Dear Graduates, Faculty, Families, Board of Education Members and Mr. Mayor,
I would like to welcome you all on this warm June evening as we celebrate the 2009 Commencement.
In Ukraine, where I grew up, on graduation night the school bell would ring one last time during the commencement ceremony. Although students heard this bell daily warning them to go to class, go to lunch, move to the next class, or go home, this final time the bell would wail a somber farewell. So when I walked through the hallways of BHS on the last day of finals, as the remaining few students jolted out of the building, and the loose leaf notes, old textbooks, forgotten sweatshirts littered the floor, I couldn’t help but wonder what these halls have seen?
They have seen you as shy and timid freshmen enter the building with massive book-bags shuffling quickly from class to class. They have seen you come back as sophomores with a few mistakes made, a few lessons learned. As juniors these hallways witnessed you peaking into the world that awaited, filled with due dates, responsibilities, hurt, love, awareness, compassion, forgiveness, and of course tests, on paper and in life. Finally, your last year as you confidently strolled the halls of your school, they looked back on you with a familiar admiration. Everyday they heard of your future destinations: Berkley, MIT, Delaware, Rutgers, Montclair, Marines, and many others.

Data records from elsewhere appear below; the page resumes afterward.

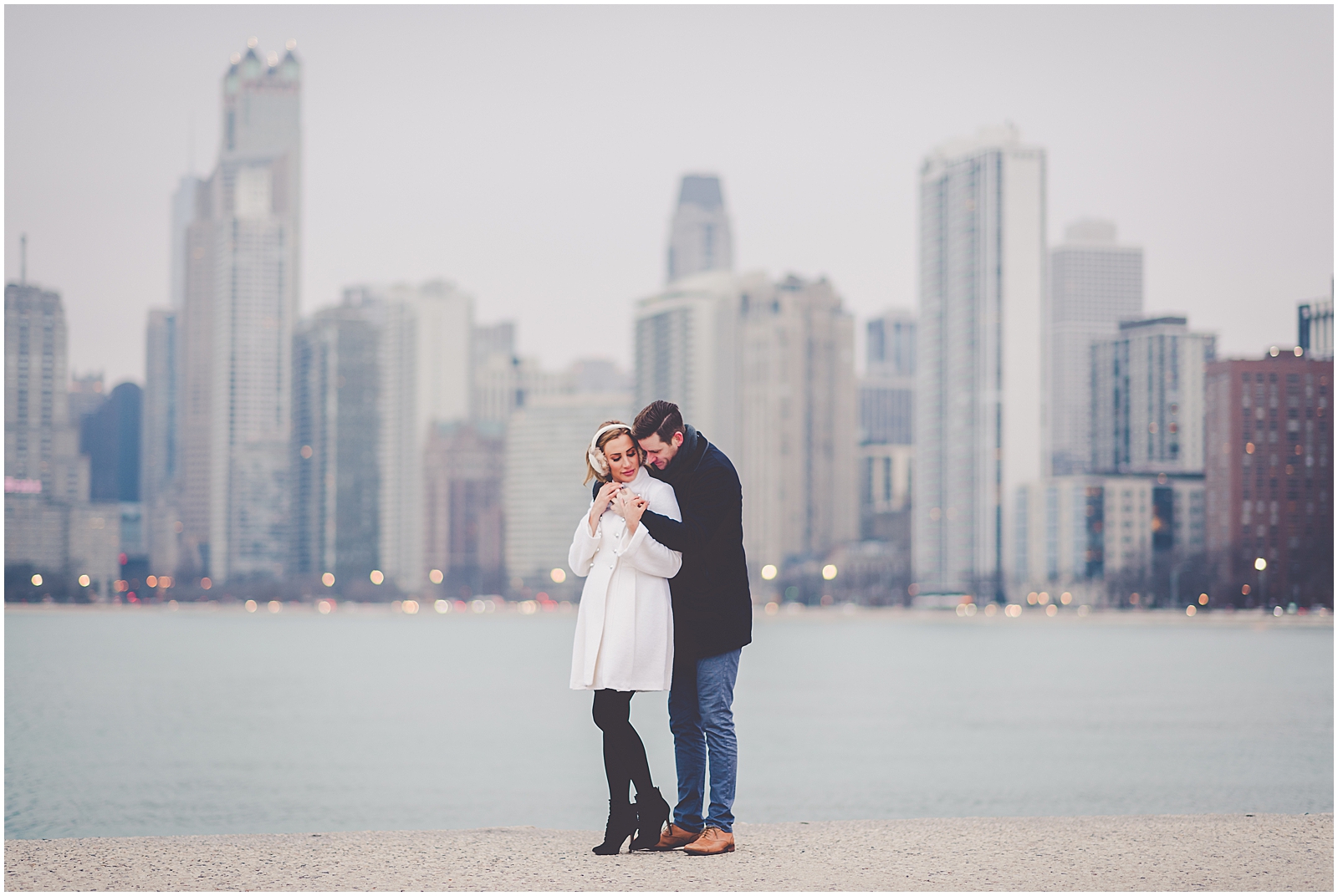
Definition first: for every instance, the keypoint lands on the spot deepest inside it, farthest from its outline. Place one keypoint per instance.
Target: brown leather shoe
(711, 843)
(673, 837)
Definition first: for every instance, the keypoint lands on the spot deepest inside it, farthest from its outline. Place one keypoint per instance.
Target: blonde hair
(604, 440)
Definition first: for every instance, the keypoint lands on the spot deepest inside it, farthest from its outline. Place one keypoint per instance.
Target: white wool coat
(626, 619)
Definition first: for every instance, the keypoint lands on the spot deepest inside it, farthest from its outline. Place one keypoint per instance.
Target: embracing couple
(666, 606)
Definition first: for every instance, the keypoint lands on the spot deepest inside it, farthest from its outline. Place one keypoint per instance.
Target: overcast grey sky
(532, 154)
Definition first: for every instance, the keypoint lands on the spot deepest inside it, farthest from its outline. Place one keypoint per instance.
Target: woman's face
(622, 458)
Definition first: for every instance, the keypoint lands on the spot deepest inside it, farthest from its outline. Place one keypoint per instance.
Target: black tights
(624, 753)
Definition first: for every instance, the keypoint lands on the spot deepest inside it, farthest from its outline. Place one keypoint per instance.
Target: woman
(626, 624)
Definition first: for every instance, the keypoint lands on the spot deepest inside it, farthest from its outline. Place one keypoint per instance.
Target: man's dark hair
(660, 418)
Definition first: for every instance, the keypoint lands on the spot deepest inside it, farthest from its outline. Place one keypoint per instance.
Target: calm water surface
(156, 722)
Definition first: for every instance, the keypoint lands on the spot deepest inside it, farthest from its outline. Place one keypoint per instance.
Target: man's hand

They have watched you grow, mature, and now leave the comfort of their watch to carve your own path. We will all remember you, what will you take away from BHS?
Perhaps you will not remember that quadratic equation, or the 21 comma rules, or the atomic number for plutonium. What you will remember are the friends, teachers, teammates, coaches, guidance counselors, and anyone who has shaped you in any way through these four years. Take with you the academic knowledge you have acquired, the ability to think, solve problems, and communicate, ability to be kind, compassionate, and accepting of others.
All this you will need to enter the ever-changing 21st century world, where LOL replaces real laughter, where you can break up on a text message and where you are likely to never physically write and send a letter in the mail. While some of you will be businessmen, doctors, lawyers, engineers, artists, scientists, teachers, there are graduates in this crowd who will become search engine optimizers, green architects, or anti-hacking security specialists. You are the generation that will lead our world. As president Obama put it, “If you're walking down the right path and you're willing to keep walking, eventually you'll make progress.”
Whatever path you chose, remember the hallways of BHS and the last bell sending you off on an endless adventure we call life.
Congratulations and best of luck in your bright future!